Some couples talk about their days at the dinner table. Some talk politics. Casmer and GrandPré talk about shape and form.
Almost every day, the pair shuffles off to their separate studios to spend several hours creating. And almost every day, they also take occasional breaks to mosey over to the other’s art space and see what they’re working on, eventually convening again for lunch and further artistic discussion.
“I enjoy being able to go into her studio and react to what it is she’s working on and have that conversation back and forth,” Casmer says. “(At lunch) She describes how she arrives at this or that and the direction she wants to take with it … yesterday I went totally out of my palette I’d been working in and all of a sudden I had red and she went ‘YES!’ She was very supportive.”
GrandPré agrees, saying she’s able to derive inspiration from Casmer’s work while still maintaining her own style.
“Sometimes I go back into the studio and think of something I saw in Tom’s piece and then think, ‘Why don’t I take that and do it in my own way?’”
The couple is excited to show their work together in their first shared solo exhibit, and they agree that their similar background in illustration but varied processes will make for a show unlike any viewers have seen before.
GrandPré says she hopes not only to sell some art but to inspire a sense of awe and wonder in people, hopefully encouraging them to spend some time with the art and come back to it after a glass of wine (to then see it even clearer).
But this exhibit isn’t really about the viewers.

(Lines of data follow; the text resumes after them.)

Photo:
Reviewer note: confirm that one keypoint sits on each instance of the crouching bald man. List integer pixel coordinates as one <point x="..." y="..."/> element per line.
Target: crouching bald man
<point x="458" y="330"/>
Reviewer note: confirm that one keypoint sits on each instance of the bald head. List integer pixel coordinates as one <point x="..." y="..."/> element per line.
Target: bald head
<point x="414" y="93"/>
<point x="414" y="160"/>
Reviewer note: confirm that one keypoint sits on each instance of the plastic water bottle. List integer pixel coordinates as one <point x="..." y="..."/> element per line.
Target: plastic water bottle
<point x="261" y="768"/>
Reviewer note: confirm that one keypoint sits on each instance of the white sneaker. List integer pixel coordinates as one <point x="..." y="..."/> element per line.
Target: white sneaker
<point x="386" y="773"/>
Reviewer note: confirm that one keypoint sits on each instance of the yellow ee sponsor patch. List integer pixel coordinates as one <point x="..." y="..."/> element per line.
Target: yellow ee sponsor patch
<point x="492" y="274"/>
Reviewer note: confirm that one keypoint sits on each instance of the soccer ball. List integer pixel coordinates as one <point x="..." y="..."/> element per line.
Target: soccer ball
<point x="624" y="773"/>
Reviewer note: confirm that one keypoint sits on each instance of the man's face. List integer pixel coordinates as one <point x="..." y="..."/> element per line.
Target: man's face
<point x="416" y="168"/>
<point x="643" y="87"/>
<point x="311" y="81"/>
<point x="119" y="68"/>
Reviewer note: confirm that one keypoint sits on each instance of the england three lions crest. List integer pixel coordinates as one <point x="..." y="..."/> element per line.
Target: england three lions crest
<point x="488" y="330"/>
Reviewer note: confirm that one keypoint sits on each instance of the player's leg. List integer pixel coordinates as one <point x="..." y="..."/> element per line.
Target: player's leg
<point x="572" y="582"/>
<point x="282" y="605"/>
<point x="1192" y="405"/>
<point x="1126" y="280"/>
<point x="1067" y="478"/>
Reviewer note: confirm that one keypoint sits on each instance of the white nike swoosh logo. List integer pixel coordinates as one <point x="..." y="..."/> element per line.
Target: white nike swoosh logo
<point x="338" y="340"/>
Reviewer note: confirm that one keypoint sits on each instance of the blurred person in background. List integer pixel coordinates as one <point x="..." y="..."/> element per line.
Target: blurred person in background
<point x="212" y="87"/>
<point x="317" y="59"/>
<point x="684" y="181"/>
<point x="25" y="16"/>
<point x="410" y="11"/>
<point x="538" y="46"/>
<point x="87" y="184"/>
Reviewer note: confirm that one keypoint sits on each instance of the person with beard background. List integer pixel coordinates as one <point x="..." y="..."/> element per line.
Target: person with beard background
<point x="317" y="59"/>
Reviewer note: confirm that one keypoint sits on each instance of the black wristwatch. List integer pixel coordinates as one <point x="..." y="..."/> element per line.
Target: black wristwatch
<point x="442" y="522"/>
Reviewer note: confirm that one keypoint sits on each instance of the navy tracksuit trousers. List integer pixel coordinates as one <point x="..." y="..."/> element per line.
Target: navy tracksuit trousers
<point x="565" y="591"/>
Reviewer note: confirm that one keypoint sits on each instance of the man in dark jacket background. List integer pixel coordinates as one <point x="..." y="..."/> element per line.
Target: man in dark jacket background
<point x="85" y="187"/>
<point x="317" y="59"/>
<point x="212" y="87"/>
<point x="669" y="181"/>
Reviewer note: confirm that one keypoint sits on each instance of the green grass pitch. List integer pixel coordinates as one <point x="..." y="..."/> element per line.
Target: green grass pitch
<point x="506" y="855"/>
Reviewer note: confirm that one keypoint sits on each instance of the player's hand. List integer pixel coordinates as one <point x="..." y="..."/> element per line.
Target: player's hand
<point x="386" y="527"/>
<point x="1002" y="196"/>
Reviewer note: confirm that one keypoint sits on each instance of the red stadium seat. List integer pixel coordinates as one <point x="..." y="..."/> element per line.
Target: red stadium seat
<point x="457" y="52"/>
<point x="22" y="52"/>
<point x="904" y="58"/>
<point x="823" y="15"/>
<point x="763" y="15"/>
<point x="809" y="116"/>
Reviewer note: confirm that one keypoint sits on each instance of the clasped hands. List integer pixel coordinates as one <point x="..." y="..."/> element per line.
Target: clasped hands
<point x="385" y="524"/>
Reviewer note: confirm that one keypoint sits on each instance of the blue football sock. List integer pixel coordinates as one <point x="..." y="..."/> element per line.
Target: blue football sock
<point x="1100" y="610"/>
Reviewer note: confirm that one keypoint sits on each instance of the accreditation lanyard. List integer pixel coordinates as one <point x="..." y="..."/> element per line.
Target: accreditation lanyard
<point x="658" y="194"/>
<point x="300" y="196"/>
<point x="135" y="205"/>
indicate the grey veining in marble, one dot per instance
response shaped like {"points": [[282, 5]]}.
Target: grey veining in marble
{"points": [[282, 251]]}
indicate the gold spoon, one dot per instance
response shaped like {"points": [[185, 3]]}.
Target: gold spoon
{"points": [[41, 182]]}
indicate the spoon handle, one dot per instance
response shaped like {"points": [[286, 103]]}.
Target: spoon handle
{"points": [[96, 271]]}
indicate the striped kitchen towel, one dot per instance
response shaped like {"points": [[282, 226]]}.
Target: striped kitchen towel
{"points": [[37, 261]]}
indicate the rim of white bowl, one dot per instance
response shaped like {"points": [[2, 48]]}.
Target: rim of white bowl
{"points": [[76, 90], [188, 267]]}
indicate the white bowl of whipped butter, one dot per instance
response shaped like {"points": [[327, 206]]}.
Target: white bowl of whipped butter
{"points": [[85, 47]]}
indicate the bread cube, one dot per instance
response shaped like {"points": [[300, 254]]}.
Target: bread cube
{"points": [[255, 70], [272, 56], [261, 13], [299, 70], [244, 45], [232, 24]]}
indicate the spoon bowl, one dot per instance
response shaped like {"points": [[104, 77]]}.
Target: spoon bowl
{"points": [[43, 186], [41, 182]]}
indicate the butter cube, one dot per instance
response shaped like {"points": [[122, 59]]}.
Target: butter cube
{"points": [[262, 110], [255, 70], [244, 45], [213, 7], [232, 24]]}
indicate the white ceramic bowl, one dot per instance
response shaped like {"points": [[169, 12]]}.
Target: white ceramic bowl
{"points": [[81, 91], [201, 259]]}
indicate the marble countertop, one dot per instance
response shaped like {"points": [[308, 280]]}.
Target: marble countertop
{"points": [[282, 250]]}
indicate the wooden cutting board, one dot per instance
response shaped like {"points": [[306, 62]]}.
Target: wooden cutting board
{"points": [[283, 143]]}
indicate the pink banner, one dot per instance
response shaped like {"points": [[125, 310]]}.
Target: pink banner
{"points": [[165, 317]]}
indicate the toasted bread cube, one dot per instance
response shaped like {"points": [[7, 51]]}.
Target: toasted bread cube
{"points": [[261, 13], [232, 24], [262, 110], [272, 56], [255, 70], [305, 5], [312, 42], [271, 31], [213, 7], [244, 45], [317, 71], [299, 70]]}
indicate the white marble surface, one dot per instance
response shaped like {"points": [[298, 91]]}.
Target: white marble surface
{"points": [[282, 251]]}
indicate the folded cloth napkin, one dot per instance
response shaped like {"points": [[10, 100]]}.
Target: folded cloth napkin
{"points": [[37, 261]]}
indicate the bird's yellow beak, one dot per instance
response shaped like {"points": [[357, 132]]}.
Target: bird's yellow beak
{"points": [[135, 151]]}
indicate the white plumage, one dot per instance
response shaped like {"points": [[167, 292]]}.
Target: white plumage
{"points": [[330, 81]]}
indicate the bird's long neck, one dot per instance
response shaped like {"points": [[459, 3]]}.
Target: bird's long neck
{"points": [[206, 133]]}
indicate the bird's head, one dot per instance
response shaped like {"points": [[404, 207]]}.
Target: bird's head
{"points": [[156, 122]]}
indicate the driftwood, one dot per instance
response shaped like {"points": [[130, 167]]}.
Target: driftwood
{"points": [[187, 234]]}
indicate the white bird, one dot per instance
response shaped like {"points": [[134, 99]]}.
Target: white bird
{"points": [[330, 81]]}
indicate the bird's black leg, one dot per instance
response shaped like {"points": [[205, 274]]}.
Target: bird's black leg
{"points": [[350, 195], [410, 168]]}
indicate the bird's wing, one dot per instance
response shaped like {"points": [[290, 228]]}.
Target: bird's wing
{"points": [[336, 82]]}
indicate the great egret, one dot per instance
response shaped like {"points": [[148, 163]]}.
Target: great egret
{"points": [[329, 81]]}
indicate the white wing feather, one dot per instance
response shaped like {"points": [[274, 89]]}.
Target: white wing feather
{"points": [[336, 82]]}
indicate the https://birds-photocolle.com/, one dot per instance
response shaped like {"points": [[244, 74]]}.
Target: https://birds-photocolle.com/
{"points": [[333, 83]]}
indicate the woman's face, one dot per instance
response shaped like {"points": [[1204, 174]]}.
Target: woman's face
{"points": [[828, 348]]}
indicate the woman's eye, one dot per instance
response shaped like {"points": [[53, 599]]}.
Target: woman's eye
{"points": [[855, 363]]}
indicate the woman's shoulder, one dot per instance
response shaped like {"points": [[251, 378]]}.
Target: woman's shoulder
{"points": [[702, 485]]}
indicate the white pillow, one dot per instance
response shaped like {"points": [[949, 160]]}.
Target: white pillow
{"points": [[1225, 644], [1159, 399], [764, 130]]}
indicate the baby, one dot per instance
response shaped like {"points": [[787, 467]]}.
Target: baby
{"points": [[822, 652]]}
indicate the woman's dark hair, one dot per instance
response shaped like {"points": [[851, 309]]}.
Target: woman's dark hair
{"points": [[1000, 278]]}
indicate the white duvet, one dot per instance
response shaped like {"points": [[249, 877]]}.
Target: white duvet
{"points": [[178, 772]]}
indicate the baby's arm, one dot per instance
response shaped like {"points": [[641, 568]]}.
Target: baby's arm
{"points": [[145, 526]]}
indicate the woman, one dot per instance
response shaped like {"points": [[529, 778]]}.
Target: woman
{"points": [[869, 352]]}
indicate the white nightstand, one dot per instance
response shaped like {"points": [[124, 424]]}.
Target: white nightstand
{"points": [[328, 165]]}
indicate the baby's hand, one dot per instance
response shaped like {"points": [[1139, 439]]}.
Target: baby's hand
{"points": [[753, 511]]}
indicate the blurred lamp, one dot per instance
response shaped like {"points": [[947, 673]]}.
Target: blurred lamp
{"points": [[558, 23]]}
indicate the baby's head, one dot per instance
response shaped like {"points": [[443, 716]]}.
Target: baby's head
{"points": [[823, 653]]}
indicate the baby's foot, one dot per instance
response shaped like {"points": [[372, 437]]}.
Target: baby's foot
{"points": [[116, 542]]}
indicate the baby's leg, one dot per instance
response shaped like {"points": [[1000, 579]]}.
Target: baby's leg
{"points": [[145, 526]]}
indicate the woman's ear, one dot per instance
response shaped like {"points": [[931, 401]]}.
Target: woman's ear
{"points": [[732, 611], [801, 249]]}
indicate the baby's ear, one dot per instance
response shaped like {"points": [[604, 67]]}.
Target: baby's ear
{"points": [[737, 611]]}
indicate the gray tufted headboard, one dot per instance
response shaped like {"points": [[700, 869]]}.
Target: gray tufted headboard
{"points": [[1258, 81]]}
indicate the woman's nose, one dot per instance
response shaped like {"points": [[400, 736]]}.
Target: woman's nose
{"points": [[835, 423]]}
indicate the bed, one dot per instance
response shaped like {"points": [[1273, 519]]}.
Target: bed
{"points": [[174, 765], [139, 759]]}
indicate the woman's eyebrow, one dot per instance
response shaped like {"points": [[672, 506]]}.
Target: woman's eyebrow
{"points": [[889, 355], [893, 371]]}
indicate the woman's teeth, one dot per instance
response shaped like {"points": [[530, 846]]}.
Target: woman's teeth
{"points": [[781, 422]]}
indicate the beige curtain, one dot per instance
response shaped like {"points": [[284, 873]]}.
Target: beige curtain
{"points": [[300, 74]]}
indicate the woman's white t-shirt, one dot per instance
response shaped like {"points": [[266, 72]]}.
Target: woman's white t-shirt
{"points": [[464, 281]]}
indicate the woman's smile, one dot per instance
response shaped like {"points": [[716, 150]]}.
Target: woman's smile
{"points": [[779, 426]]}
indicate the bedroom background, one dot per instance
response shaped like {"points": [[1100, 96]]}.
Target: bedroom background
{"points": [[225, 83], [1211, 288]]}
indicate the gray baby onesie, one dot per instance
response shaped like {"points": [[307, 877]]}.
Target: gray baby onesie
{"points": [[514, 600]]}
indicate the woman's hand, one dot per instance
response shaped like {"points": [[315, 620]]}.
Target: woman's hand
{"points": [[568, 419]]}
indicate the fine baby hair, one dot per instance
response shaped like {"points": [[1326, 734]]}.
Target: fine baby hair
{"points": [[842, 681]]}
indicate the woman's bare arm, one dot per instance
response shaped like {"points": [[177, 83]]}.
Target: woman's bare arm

It’s a celebration for two people who love each other and happen to share a passion for visual art.
“We’ve been making art just a few inches away from each other for so long and have come to really understand each other’s art,” GrandPré says. “I don’t talk to my family about my art in that way but my husband has known me and seen my work for so long, I think he gets it and appreciates it like nobody else — as I do him and his work — and that’s just really special.”